John Grimmett had lost his cap, and hi
s white tropical uniform was blackened with smoke and dirt; one stocking had slipped down round his ankle; Joan had never seen him looking other than trim and smart.
‘Johnnie!’ she shouted, and was in his arms. ‘Oh, Johnnie.’ She held herself away. ‘I’m sorry, I must stink like a drain.’
‘Join the club. Joan … his shoulders sagged. ‘Prince of Wales has been sunk.’
She stared at him, listened to a gulp from Betty.
‘So has Repulse,’ John said. ‘They were caught by Japanese bombers, without air cover, only a few miles north of Singapore.’

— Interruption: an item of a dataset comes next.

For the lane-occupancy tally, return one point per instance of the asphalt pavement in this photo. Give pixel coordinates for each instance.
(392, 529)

‘Oh, God,’ Joan said. ‘Oh, God. Were there … I mean … ‘
‘There’s no word, yet. But over two thousand men were rescued by the destroyers. Clive is sure to have been amongst them.’
‘Yes,’ she said. ‘Yes. Thanks for coming over to tell me.’ Grimmett looked even more distressed than before. ‘I didn’t come just to tell you,’ he said. ‘We’ve abandoned the mainland.’
Once again she stared at him.
‘We just can’t hold them. We’ve got to try to hold the island.’
‘Can we?’ Betty asked.
‘It’s not very likely, without assistance.’
‘And there’s no hope of relief?’
‘No,’ he said. ‘None at all. I came to say … ‘ he licked his lips. ‘We’ll fight as long as possible. Orders from London. No surrender. I may not see you again.’